🛞 LM-Steer: Word Embeddings Are Steers for Language Models

Official Code Repository for the paper "LM-Steer: Word Embeddings Are Steers for Language Models" (ACL 2024 Outstanding Paper Award) by Chi Han, Jialiang Xu, Manling Li, Yi Fung, Chenkai Sun, Nan Jiang, Tarek Abdelzaher, Heng Ji.

Live Demo | Paper | Slides | Poster

Introduction

Language models (LMs) automatically learn word embeddings during pre-training on language corpora. Although word embeddings are usually interpreted as feature vectors for individual words, their roles in language model generation remain underexplored. In this work, we theoretically and empirically revisit output word embeddings and find that their linear transformations are equivalent to steering language model generation styles. We name such steers LM-Steers and find them existing in LMs of all sizes. It requires learning parameters equal to 0.2% of the original LMs' size for steering each style.

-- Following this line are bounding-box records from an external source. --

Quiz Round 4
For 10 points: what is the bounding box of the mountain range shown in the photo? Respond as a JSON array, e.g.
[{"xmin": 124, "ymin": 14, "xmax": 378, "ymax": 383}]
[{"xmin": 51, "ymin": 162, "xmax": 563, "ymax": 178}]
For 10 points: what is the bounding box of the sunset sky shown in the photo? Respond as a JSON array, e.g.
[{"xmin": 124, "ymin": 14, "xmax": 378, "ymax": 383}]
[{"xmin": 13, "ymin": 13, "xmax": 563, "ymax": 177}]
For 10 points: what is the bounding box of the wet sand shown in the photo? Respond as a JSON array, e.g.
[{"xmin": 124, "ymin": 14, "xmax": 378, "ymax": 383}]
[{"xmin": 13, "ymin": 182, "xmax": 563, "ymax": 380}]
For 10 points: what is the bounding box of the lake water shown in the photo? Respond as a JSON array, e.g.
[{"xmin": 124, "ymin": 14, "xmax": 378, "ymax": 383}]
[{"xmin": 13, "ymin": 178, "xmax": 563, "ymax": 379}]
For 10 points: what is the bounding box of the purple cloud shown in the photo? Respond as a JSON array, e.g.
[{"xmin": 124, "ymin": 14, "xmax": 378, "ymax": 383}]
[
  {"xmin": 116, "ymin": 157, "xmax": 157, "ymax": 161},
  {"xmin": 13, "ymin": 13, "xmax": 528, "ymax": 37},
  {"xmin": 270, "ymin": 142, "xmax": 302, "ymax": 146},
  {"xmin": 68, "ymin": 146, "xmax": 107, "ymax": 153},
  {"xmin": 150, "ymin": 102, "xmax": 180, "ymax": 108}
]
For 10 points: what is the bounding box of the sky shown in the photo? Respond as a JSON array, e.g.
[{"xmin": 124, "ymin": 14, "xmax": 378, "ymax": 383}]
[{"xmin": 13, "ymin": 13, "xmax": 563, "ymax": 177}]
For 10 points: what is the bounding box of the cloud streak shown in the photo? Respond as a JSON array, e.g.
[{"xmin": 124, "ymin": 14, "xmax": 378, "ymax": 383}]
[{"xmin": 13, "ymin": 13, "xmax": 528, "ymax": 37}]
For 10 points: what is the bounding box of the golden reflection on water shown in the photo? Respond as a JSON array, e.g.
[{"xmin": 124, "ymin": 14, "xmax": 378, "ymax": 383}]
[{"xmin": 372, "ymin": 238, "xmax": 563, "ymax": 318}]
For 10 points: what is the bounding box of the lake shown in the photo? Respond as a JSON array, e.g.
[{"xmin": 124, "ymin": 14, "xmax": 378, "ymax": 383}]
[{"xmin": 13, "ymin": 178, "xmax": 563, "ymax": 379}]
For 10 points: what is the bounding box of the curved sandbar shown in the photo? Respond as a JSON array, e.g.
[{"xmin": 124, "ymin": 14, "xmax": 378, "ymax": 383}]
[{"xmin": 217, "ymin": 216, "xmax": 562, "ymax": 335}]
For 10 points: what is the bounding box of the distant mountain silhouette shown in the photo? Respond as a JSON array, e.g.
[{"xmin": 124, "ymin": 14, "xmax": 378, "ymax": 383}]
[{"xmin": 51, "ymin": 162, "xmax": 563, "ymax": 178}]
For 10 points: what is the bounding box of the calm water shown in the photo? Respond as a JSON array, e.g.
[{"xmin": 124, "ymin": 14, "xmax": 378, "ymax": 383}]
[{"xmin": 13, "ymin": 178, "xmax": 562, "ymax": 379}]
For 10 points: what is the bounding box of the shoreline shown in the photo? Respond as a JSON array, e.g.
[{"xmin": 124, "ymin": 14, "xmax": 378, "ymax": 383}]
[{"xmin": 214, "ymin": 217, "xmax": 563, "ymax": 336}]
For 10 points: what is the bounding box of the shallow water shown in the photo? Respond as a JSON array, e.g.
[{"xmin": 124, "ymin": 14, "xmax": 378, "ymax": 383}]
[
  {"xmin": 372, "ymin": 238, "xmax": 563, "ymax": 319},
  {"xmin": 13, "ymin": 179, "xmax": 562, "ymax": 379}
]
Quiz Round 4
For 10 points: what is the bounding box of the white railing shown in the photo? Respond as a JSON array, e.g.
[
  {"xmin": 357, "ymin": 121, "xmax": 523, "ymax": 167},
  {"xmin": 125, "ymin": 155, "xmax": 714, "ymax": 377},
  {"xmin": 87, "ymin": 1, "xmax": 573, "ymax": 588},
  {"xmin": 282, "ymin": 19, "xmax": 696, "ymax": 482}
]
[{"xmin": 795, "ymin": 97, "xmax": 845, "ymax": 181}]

On tasks such as language model detoxification and sentiment control, LM-Steers can achieve comparable or superior performance compared with state-of-the-art controlled generation methods while maintaining a better balance with generation quality.

The learned LM-Steer serves as a lens in text styles: it reveals that word embeddings are interpretable when associated with language model generations, and can highlight text spans that most indicate the style differences.

A LM-Steer is transferrable between different language models by an explicit-form calculation.

One can also continuously steer LMs simply by scaling the LM-Steer, or compose multiple LM-Steers by adding their transformations.

Requirements

kaggle
torch
transformers
datasets
numpy
pandas
googleapiclient

Usage

1. Preparing Data

Following the setting in MuCoLa, we download the training data from Kaggle toxic comment classification challenge. We use prompts from MuCoLa's code repository (placed under data/prompts), which contains prompts for sentiment control and toxicity removal.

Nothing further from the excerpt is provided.